Every function that appears in the scope of the effects property will be filled with two parameters:
- payload: Useful for passing extra arguments to this function; we will use it when we need to pass an ID for filtering or pass some data that isn't in our store.
- rootState: Contains the application state.
Effects have access to the whole state and all reducers; they allow us to handle impure functions with just async/await.
What if we need to recover some tasks from an external API? We must use effects because reducer functions should be kept as pure as possible.
Following the previous snippet, we will now introduce an effect for recovering a task from an external API:
export const todoModel = {
name: "todoModelName",
state: {
tasks: [],
},
reducers: {
ADD_TODO_TASK: (state, payload) => ({
...state,
tasks: [
...state.tasks,
payload
]
}),
REMOVE_TASK: (state, payload) => ({
...state,
tasks: state.tasks.filter((task) => task.id !== payload)
})
},
effects: (dispatch) => ({
async getONETask() {
const response = await fetch("http://local:3000/task/1")
const oneTask = await response.json()
dispatch.todoModelName.ADD_TODO_TASK(oneTask)
}
})
}
As you can see, we introduced an effects function property in our model that passes a dispatch parameter, filled with all the reducers and effects of our store. You can easily call other reducers, or other effects in other models, through this model name. Basically, Rematch creates a global structure where you can call any function of any model.
Imagine a scenario where there are three models with this structure:
const MODEL_ONE = {
state: 0,
reducers: {
increment: (state) => state + 1
}
}
const MODEL_TWO = {
state: 0,
reducers: {
decrement: (state) => state - 1
}
}
In this code, we're creating two Rematch models without effects, just with a state and a reducer function: one model for increasing the state value of MODEL_ONE, and the other for decreasing the state value of MODEL_TWO.

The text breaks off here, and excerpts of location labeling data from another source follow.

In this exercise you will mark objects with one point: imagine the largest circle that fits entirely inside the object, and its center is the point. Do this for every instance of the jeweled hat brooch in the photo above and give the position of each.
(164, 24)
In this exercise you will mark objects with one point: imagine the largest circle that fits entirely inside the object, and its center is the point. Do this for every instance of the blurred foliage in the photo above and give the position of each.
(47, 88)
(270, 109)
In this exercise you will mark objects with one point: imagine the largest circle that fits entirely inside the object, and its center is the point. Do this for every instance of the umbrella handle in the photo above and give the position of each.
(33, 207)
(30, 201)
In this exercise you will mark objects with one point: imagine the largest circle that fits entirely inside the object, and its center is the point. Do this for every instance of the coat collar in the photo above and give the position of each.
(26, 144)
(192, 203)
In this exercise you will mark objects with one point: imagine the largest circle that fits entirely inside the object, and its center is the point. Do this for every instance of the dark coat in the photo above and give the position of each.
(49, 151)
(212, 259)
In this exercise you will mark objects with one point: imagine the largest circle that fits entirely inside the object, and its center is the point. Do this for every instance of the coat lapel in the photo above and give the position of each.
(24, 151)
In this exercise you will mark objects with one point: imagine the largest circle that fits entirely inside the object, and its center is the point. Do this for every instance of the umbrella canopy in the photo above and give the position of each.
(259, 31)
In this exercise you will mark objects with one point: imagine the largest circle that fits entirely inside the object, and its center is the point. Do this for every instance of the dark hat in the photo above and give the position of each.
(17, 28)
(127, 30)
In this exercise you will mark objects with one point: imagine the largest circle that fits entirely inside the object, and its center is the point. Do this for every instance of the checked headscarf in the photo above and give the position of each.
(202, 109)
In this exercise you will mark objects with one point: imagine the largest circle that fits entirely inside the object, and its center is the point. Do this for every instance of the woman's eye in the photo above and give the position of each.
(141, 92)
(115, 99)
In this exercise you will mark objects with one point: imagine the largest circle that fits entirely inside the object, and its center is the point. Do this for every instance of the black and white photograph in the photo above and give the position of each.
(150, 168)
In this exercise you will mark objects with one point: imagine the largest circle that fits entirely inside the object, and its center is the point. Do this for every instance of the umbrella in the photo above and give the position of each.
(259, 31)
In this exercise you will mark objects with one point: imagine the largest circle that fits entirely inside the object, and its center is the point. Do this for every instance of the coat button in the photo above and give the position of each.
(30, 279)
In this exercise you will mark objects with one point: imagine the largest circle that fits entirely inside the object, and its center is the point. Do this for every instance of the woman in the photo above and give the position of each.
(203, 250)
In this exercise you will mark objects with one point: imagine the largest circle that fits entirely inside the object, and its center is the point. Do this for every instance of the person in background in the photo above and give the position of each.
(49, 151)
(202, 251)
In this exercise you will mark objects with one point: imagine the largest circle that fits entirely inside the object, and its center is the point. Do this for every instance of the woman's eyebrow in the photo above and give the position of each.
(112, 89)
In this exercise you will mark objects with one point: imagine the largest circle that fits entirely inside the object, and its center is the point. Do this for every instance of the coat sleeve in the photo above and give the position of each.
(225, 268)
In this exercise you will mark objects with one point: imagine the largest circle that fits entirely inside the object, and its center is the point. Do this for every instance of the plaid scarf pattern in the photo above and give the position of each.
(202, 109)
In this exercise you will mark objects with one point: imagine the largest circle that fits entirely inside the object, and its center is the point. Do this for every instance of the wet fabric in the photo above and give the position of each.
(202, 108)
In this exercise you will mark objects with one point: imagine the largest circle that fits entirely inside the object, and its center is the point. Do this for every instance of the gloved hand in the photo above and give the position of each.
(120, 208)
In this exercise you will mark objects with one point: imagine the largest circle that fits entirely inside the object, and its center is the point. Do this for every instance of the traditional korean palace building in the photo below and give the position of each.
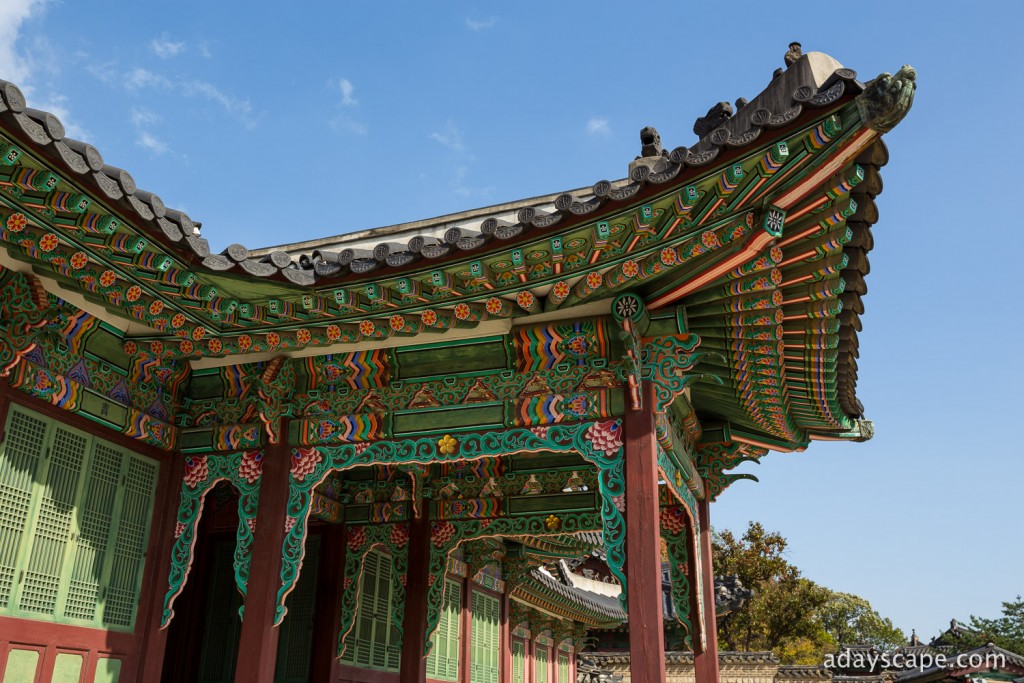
(357, 459)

When Rematch is initialized, it automatically fills the dispatch parameter with access to any reducer or effect that is defined in our store models.
We could now create a third model with an effect calling the increment() reducer from MODEL_ONE and the decrement() reducer from MODEL_TWO:
const MODEL_THREE = {
state: 0,
effects: (dispatch) => ({
firstFn() {
dispatch.MODEL_ONE.increment()
dispatch.MODEL_TWO.decrement()
}
})
}
In this code, we're accessing the dispatch parameter and increasing the state value of MODEL_ONE, and decreasing the state value of MODEL_TWO directly from another model, in this case, MODEL_THREE.
When this effect is dispatched through the global dispatch of our store, we have the following:
Store.dispatch({ type: "MODEL_THREE/firstFn" })
In this code snippet, we're using a hypothetical scenario where our MODEL_THREE effect is initialized in our Redux store, so we can dispatch our MODEL_THREE effect called firstFn().
We can check that our state has changed to this:
{
"MODEL_ONE": 1
"MODEL_TWO": -1
"MODEL_THREE": 0
}
As we can see, the states of MODEL_ONE and MODEL_TWO changed correctly.
With all these concepts now clear, we can build anything from a small application to a big enterprise application.
Summary
In this chapter, we have learned about the main concepts that are required to start a simple application with Rematch. We also learned why Redux needs an abstraction layer and how Rematch entered the game to solve that problem.
Now that we've covered all these concepts, we can safely face the creation of our first application. We will learn how to create a simple Redux to-do application with vanilla JavaScript, for a future migration to Rematch.